Des défenseurs de l’environnement manifestent leur mécontentement face à la loi sur l’eau, qui taxe divers responsables de pollution des eaux, mais oublie les rejets radioactifs.
"Les redevances pour pollution de l’eau sont dues par toute personne publique ou privée dont les installations, activités ou travaux sont à l’origine d’un déversement, écoulement, rejet, [...] susceptible de provoquer ou d’accroître la dégradation des eaux en modifiant leurs caractéristiques physiques, chimiques ou biologiques, qu’il s’agisse d’eaux superficielles, souterraines ou d’eau de la mer dans les limites territoriales." Cet extrait de la nouvelle loi sur l’eau, présentée par Dominique Voynet en Conseil des ministres le 27 juin dernier, décrit l’un de ses principaux fondements : le principe du "pollueur payeur". Un principe qui consiste à taxer tous ceux qui contribuent à la pollution de l’eau. Or, cette mesure ne satisfait pas l’ensemble des défenseurs de l’environnement français. Certains, comme les membres de l’ACRO (l’Association pour le contrôle de la radioactivité de l’ouest), considèrent en effet que la loi, qui vise notamment les éleveurs, oublie un pollueur de taille : l’industrie nucléaire. Située dans le Calvados, cette association, qui réalise de nombreuses études consacrée à la pollution radioactive, collabore notamment avec l’Agence de l’eau Seine-Normandie. Sous tutelle du ministère de l’Environnement, les Agences de l’eau, en partie financées par les redevances des "pollueurs", sont chargées de trouver des solutions à la réduction des déchets.

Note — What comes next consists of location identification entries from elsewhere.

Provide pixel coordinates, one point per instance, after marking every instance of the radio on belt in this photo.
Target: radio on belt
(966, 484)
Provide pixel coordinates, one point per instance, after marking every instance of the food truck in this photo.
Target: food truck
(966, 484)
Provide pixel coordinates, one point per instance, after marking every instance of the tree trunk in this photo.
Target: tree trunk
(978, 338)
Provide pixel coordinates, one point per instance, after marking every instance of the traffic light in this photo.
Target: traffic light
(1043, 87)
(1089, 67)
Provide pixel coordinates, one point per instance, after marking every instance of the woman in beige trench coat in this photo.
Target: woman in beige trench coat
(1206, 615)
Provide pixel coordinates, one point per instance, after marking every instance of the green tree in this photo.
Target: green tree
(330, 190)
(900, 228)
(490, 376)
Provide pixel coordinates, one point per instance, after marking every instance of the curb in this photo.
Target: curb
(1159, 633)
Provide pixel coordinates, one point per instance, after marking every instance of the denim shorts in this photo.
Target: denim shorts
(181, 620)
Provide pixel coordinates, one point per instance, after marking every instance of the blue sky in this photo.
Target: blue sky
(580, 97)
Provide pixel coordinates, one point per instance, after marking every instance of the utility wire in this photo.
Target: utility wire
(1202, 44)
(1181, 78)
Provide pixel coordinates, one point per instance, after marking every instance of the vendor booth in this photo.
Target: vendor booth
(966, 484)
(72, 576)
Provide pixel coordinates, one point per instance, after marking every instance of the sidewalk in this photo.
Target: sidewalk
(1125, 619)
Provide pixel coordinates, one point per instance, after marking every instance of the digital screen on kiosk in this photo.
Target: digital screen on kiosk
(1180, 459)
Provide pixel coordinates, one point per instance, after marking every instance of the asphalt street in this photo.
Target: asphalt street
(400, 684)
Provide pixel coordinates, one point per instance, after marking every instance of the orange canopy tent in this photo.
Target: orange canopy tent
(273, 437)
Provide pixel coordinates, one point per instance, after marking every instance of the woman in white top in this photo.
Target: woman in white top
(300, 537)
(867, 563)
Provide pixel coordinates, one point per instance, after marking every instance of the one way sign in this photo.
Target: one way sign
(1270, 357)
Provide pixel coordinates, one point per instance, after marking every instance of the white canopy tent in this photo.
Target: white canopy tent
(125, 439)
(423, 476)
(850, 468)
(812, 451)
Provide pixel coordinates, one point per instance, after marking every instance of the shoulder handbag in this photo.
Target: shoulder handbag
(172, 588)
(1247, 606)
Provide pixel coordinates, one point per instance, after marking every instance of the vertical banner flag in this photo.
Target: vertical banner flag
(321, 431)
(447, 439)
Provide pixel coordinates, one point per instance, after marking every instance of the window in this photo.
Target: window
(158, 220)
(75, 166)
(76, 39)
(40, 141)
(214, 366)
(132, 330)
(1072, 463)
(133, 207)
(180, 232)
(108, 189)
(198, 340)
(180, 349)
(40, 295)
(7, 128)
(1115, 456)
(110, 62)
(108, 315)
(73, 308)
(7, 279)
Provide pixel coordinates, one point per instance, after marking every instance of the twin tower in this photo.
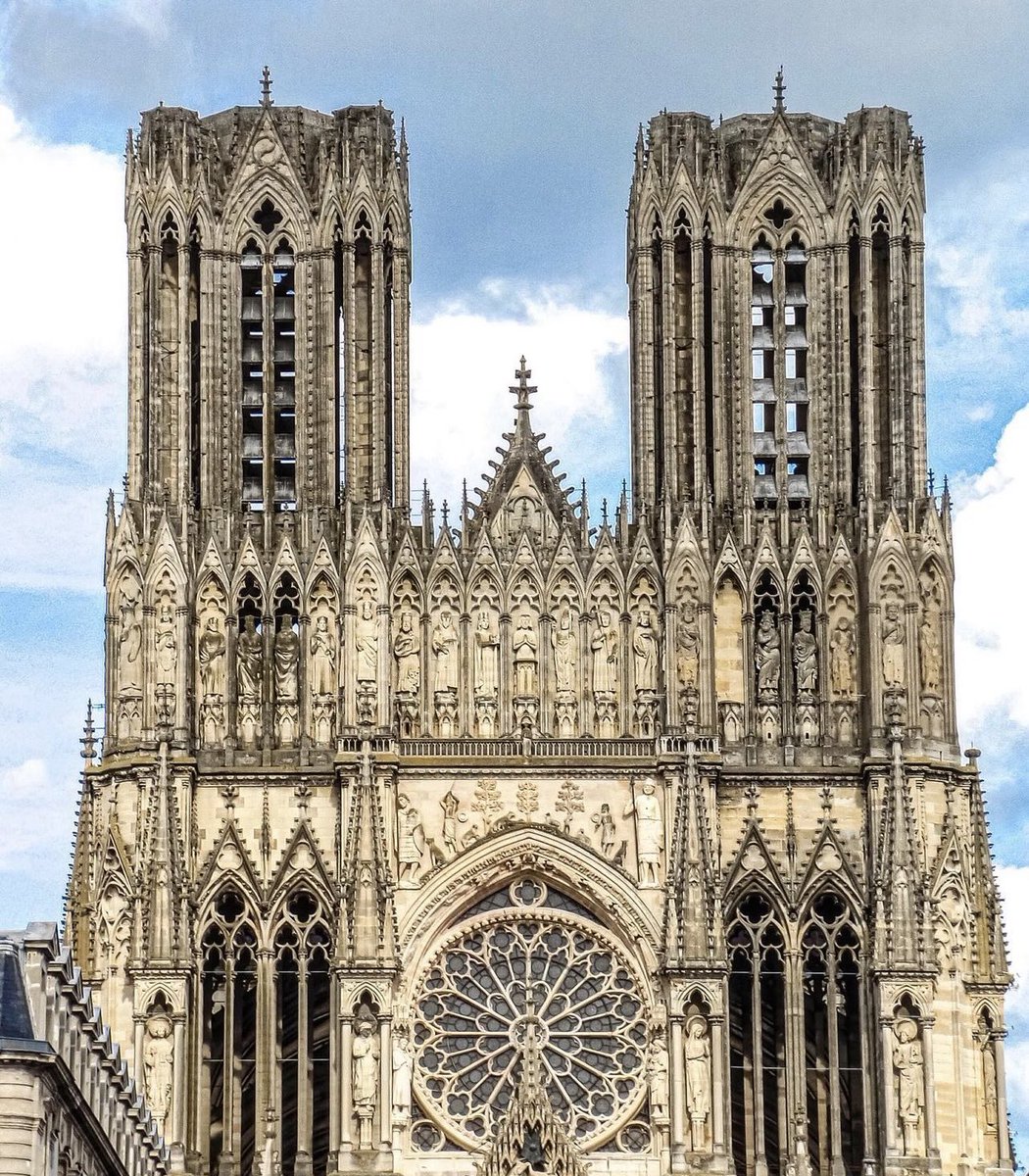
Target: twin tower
(521, 844)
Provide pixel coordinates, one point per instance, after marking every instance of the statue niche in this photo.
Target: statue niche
(323, 663)
(211, 663)
(250, 663)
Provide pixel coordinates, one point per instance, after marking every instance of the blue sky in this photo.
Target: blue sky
(521, 119)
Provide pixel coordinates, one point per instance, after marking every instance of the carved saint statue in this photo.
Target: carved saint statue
(365, 1052)
(524, 645)
(168, 652)
(158, 1054)
(646, 806)
(129, 636)
(564, 641)
(452, 815)
(407, 652)
(687, 647)
(894, 671)
(767, 653)
(248, 662)
(322, 659)
(605, 647)
(366, 642)
(606, 830)
(658, 1076)
(286, 656)
(805, 654)
(645, 652)
(211, 659)
(841, 659)
(698, 1055)
(487, 656)
(908, 1064)
(932, 654)
(403, 1062)
(411, 840)
(445, 647)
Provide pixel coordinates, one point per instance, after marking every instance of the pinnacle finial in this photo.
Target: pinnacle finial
(779, 89)
(522, 391)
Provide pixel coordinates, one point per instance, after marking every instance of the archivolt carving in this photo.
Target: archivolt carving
(571, 865)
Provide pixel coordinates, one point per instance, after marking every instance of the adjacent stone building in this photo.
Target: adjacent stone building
(524, 841)
(69, 1103)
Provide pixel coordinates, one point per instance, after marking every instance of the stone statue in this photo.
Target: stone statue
(605, 647)
(403, 1064)
(564, 641)
(524, 645)
(168, 648)
(646, 807)
(445, 647)
(250, 660)
(286, 656)
(697, 1055)
(366, 1080)
(411, 840)
(932, 654)
(407, 652)
(908, 1064)
(658, 1076)
(894, 671)
(129, 636)
(687, 648)
(487, 656)
(841, 659)
(645, 652)
(322, 659)
(366, 642)
(606, 829)
(211, 659)
(767, 653)
(158, 1071)
(805, 654)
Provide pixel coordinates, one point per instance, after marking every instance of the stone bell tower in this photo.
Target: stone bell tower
(522, 845)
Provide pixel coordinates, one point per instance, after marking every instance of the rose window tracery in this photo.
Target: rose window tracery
(529, 963)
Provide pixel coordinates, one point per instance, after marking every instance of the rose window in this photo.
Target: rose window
(528, 964)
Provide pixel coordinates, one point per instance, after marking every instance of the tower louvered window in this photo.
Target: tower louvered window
(269, 376)
(779, 370)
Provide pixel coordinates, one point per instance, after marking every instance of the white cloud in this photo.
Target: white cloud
(993, 569)
(464, 360)
(27, 793)
(63, 356)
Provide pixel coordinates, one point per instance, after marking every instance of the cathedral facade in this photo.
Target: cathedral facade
(514, 844)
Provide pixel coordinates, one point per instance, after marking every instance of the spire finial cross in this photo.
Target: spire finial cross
(779, 89)
(522, 389)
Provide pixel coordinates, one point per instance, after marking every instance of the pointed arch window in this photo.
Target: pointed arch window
(779, 370)
(228, 986)
(834, 1094)
(269, 375)
(303, 1024)
(757, 952)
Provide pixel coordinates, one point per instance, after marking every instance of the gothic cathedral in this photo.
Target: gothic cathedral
(526, 846)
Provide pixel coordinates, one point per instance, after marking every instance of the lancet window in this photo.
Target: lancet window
(303, 1023)
(779, 370)
(805, 1069)
(229, 1030)
(269, 374)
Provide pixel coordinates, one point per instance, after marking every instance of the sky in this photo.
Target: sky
(521, 118)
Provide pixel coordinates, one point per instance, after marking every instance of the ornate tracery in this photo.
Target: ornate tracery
(529, 957)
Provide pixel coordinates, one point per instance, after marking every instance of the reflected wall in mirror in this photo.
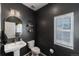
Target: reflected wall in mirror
(13, 29)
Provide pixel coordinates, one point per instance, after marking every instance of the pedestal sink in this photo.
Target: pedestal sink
(14, 47)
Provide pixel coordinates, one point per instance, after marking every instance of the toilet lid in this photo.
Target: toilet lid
(36, 49)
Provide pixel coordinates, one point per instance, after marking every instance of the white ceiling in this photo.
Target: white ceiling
(35, 6)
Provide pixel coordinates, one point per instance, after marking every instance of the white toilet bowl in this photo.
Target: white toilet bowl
(35, 50)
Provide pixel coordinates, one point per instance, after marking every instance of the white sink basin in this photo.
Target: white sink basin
(12, 47)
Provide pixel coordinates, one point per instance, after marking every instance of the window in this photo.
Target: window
(63, 30)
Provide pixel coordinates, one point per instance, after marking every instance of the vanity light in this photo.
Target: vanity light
(14, 13)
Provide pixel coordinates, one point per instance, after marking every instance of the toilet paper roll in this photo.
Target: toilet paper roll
(51, 51)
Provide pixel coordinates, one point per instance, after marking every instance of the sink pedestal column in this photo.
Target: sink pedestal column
(17, 53)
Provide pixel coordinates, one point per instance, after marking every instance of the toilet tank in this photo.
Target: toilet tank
(31, 43)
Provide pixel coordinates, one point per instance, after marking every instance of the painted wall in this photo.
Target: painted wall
(27, 16)
(45, 28)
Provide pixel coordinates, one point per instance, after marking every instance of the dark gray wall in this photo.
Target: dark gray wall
(27, 16)
(45, 28)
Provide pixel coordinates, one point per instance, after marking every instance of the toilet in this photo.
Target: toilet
(35, 50)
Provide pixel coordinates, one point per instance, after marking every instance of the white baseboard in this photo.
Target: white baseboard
(27, 53)
(30, 52)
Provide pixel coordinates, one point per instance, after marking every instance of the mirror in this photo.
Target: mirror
(13, 29)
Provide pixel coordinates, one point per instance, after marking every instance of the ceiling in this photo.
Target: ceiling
(35, 6)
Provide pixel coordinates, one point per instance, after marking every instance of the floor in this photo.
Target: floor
(30, 53)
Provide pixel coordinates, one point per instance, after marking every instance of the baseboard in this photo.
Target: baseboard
(27, 53)
(30, 52)
(43, 54)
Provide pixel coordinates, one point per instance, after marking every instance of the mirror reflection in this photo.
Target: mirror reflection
(13, 29)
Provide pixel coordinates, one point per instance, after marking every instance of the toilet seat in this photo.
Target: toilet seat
(35, 50)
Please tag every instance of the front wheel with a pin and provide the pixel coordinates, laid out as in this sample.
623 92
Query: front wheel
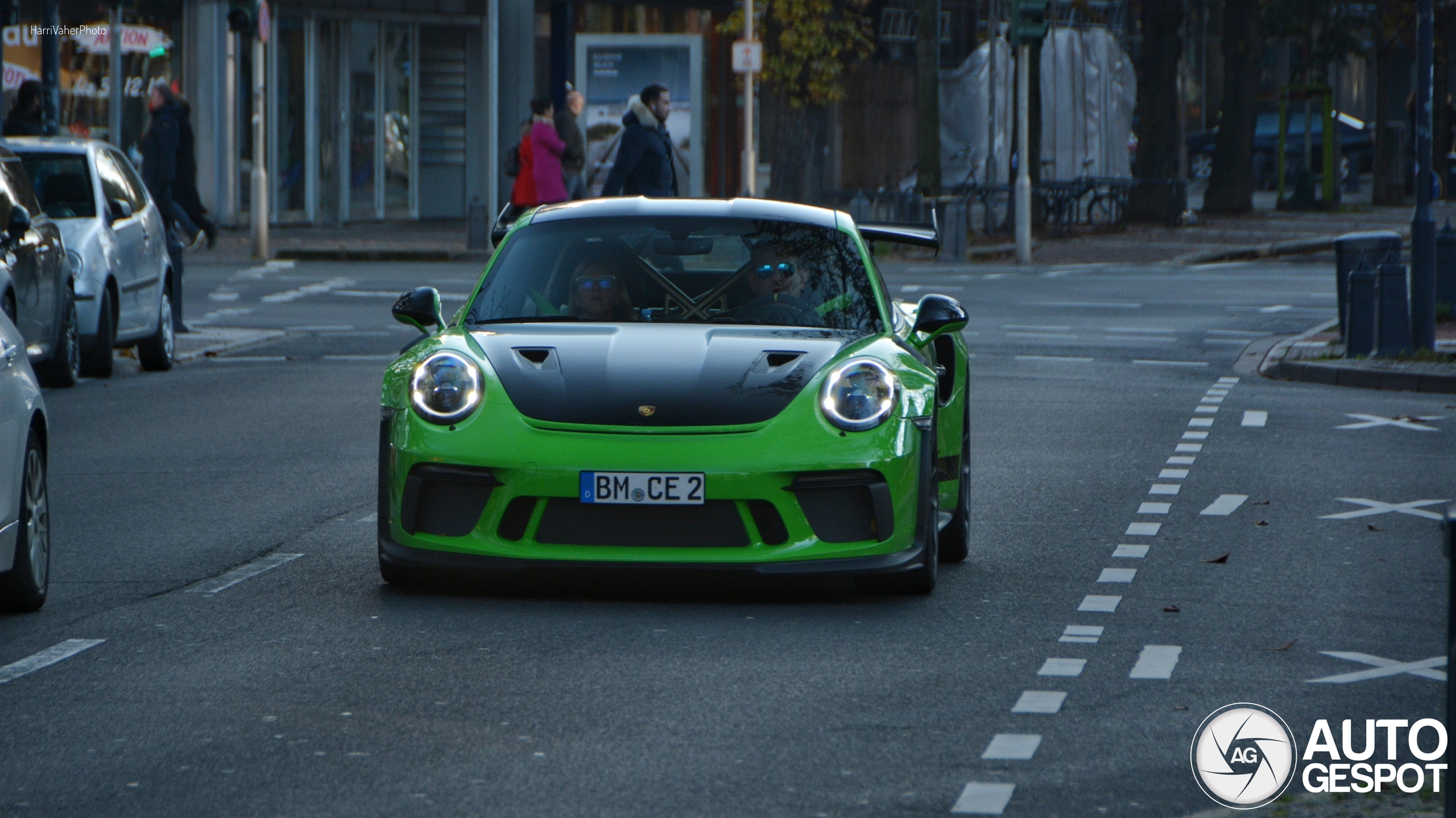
24 587
64 366
156 351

3 questions à David Boilley, physicien nucléaire à l’université de Caen, membre de l’ACRO.
Que reprochez vous à la loi sur l’eau ?
Nous sommes d’accord sur le principe, mais nous lui reprochons d’ignorer les rejets radioactifs. Chaque installation nucléaire rejette des pollutions radioactives. Mais ces installations ne sont pas taxées, contrairement aux agriculteurs qui doivent désormais verser une taxe pour l’utilisation des engrais, par exemple.
Vous avez notamment étudié les déchets produits par l’usine de retraitement Cogema de la Hague. On sait qu’elle rejette des polluants dans la Manche, mais que se passe-t-il au niveau des rivières ?
On a relevé des produits chimiques et des rejets radioactifs dans la Sainte-Hélène, une rivière située près de la Hague. Cette pollution est notamment due aux rejets aériens, qui proviennent des deux grandes cheminées de l’usine de la Hague. Cette pollution est légale, du moins lorsqu’elle ne dépasse pas un certain seuil, ce qui n’est pas toujours le cas. Elle est reconnue par le gouvernement. Pourtant, elle n’est pas taxée.
Les installations nucléaires sont-elles les seules à rejeter des déchets radioactifs ?
Non. On peut aussi citer les installations militaires, ou les hôpitaux par exemple. Certains examens, comme la curiethérapie ou la scintigraphie produisent des déchets radioactifs. Dans ce cas, les polluants proviennent des urines des patients. Elles empruntent le circuit traditionnel d’évacuation des eaux usées, et on en retrouve des traces dans les stations d’épuration. Une de nos études a révélé des traces d’iode 131 et de technicium dans la station d’assainissement des eaux de Caen. Bien sûr, les hôpitaux n’ont pas beaucoup de moyens financiers. Pourtant, les moyens à mettre à place pour limiter cette pollution sont relativement simples. On pourrait par exemple stocker ces déchets qui ont des durées de radioactivité courtes avant de les rejeter. Ces frais pourraient par exemple être pris en charge par les Agences de l’eau, si elles bénéficiaient de la redevance de tous les pollueurs.